I take the gradient of a composite with $g:\mathbb{R}^n\rightarrow \mathbb{R}$, where $h(y)=f(g(y))=f(x_o+Py)$ and so $g=x_o+Py$, then is $\nabla h=P\nabla f$ or is it $\nabla h = \nabla f P$? (obviously $\nabla g=P$).
In wikipedia you can see it is inconsistent:
It shows in the first example that $\nabla f(a)$ is first, and then in the second example, it shows that $\nabla f(a)$ is second. What is the correct order?
In the following, I am assuming that $\nabla f$ is used to denote the gradient of a functional (function taking values in $\mathbb{R}$). (This is also a lot more long winded than originally intended!)
In $\mathbb{R}^n$ the difference between the derivative and the gradient for a functional are often blurred, which leads to confusion.
The distinction is blurred because, to some extent, the differences can be viewed as different conventions (a row vector vs. a column vector). The distinction becomes more important in non Hilbert spaces.
In terms of derivatives, we have $D h(y) = D f(g(y)) D g(y) = Df(x_0+Py) P$. (Note that $Dg(y) = P$ since $g$ is linear).

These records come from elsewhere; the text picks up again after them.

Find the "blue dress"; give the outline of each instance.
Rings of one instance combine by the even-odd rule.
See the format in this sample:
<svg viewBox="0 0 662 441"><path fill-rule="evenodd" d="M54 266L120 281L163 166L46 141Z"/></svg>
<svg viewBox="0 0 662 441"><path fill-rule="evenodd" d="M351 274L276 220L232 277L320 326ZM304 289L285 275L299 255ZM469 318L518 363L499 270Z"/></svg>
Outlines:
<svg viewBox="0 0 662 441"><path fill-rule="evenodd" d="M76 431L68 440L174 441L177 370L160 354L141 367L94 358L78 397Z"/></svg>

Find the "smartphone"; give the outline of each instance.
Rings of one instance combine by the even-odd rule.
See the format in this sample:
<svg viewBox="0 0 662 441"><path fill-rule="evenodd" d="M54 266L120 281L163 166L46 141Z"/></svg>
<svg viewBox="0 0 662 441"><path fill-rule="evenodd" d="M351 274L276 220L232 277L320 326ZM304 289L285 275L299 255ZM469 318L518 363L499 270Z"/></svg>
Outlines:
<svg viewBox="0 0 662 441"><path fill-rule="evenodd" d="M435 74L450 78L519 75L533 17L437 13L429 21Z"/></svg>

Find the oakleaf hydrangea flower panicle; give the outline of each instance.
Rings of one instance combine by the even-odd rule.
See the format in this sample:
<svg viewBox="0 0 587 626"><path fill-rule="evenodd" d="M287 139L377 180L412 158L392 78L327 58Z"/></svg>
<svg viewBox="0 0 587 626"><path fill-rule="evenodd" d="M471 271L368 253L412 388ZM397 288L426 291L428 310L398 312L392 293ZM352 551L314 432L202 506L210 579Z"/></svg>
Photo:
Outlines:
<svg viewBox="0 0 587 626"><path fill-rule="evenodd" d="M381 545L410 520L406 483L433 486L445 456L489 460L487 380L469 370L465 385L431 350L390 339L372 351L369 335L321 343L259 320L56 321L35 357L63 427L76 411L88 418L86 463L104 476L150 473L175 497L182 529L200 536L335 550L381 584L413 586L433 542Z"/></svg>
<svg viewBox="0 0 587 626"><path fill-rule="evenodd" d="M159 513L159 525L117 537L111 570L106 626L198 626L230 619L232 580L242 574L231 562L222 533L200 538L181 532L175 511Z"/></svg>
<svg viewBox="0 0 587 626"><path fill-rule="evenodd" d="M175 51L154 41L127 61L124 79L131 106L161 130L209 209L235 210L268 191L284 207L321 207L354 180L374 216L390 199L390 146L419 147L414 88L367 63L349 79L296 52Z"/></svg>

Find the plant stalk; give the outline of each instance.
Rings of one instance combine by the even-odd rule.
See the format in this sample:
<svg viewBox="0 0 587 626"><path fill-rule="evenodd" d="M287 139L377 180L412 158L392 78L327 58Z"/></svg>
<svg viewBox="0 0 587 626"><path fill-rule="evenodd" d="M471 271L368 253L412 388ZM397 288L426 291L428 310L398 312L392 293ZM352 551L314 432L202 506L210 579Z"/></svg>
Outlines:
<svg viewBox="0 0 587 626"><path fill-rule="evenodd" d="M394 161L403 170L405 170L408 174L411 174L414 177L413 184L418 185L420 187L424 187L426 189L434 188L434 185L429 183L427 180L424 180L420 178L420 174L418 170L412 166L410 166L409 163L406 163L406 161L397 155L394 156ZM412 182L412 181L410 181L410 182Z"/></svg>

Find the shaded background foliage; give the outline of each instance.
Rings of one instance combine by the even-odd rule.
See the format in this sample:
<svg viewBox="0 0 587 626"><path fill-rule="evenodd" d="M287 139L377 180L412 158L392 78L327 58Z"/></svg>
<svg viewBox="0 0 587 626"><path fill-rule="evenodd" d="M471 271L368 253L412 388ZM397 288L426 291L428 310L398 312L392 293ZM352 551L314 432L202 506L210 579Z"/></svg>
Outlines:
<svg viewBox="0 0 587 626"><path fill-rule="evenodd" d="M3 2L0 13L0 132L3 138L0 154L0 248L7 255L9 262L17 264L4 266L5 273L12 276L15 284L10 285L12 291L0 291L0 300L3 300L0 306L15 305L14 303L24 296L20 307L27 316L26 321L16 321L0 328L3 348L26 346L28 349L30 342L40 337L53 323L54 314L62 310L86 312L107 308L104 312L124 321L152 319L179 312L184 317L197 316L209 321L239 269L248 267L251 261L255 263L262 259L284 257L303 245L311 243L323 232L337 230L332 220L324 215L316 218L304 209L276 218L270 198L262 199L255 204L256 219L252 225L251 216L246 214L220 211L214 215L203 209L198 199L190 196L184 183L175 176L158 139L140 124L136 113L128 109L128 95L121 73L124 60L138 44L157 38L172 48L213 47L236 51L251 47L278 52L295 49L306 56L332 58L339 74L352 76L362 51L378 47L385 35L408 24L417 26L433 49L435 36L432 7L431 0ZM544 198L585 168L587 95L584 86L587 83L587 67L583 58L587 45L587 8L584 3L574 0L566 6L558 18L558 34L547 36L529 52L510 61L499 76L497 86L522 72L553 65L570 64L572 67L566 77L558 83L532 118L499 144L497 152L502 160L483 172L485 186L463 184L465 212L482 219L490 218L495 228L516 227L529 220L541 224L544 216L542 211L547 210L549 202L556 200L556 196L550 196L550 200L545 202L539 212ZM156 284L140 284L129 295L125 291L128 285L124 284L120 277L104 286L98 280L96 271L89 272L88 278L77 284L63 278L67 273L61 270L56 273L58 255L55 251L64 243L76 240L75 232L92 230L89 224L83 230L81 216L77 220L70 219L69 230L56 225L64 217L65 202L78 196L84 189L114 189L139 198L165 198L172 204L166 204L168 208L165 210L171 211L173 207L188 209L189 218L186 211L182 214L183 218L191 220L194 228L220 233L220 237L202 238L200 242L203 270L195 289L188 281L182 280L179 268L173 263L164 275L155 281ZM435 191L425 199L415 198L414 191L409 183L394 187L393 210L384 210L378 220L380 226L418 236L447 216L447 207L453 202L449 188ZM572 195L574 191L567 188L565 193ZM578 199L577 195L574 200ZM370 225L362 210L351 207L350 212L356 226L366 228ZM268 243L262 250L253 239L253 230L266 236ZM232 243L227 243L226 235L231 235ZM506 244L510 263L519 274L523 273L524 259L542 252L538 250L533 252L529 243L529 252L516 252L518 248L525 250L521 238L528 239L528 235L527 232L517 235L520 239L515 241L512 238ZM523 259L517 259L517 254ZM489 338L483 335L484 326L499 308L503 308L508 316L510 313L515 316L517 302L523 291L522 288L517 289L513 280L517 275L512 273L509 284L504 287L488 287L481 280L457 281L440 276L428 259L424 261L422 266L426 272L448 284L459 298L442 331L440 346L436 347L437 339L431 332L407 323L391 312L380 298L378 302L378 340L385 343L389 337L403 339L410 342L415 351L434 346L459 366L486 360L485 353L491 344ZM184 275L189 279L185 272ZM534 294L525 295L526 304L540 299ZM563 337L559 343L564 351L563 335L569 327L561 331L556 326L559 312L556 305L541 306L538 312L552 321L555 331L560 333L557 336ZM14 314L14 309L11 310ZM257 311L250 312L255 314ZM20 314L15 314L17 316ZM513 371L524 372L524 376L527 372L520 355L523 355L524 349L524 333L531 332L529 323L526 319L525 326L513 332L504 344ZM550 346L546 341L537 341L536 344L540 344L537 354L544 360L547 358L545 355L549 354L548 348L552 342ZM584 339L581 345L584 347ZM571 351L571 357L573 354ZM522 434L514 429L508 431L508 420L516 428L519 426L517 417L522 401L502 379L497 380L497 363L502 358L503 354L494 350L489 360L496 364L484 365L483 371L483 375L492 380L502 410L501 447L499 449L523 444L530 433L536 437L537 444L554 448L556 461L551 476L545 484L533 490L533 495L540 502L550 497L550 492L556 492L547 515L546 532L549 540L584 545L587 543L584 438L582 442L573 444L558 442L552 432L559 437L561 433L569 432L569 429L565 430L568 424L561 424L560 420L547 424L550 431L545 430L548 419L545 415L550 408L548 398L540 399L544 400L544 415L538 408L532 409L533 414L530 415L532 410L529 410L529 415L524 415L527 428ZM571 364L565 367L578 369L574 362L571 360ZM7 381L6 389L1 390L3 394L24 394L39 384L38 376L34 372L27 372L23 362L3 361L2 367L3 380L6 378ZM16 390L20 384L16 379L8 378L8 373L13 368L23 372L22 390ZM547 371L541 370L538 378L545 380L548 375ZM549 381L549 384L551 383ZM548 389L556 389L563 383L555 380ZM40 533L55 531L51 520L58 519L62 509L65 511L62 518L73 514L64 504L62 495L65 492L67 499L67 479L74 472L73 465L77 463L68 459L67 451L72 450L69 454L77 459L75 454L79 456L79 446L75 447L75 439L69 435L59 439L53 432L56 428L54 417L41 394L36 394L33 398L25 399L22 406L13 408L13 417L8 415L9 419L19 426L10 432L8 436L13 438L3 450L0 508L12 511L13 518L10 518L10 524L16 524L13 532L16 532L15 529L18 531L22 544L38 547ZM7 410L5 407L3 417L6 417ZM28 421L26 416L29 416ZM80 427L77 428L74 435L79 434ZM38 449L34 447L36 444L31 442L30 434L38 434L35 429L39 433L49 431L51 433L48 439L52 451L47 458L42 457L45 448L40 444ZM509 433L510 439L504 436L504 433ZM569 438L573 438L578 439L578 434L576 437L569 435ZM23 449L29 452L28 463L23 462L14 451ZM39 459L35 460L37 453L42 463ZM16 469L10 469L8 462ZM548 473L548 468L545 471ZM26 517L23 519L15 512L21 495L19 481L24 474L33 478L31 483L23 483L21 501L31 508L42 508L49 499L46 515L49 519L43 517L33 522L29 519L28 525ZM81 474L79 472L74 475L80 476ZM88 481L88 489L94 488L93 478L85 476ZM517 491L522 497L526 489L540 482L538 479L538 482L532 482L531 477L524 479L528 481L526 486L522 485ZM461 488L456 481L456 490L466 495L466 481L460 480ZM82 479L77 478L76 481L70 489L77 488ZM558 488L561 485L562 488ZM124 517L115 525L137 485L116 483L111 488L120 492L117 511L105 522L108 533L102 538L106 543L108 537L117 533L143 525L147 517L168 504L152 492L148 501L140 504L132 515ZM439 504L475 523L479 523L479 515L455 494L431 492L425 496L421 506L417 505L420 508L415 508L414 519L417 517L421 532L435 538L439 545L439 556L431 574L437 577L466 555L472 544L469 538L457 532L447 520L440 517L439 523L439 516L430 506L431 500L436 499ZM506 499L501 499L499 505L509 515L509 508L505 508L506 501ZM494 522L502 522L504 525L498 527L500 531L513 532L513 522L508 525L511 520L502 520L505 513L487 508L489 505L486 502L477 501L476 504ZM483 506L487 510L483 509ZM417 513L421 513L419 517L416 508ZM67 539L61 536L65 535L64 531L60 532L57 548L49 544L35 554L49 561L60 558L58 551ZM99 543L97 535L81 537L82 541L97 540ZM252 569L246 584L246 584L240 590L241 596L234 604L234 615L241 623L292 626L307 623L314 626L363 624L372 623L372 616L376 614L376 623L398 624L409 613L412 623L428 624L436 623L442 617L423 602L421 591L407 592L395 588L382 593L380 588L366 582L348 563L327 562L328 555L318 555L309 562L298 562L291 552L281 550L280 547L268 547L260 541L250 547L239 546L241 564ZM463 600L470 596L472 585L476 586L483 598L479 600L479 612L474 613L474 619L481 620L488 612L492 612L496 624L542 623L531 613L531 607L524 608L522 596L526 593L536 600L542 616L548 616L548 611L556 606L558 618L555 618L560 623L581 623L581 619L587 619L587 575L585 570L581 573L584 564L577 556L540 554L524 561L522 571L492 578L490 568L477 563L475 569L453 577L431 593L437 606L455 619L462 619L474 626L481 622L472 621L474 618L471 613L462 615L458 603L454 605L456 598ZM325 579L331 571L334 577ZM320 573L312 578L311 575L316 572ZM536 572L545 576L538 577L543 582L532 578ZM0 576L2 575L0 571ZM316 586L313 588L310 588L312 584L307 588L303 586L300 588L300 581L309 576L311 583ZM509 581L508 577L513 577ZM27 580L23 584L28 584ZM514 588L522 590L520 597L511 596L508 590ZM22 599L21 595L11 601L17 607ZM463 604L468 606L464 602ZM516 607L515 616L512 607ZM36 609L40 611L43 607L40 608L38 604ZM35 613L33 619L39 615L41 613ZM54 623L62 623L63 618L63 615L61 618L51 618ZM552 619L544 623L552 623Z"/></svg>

Note that for any linear functional $\phi: \mathbb{R}^n \to \mathbb{R}$, there is a unique element $w \in \mathbb{R}^n$ such that $\phi(x) = w^T x$.
The derivative $Df(x)$ is a linear functional, so there is a unique element so it can be written as above, we use the notation $\nabla f(x)$ (the gradient) to denote this unique element.
That is, $Df(x)h = \nabla f(x)^T h$.
Now we want to compute $\nabla h(y)$.
Note that $D h(y) \eta = Df(x_0+Py) P \eta = \nabla f(x_0+Py)^T P\eta$, so we can write $Dh(y)\eta = (P^T \nabla f(x_0+Py))^T \eta$ (note the transpose on $P$) so we have $\nabla h(y) = P^T \nabla f(x_0+Py)$.
Personally, I use the gradient representation when dealing with things from a geometric perspective, but generally use the derivative when computing.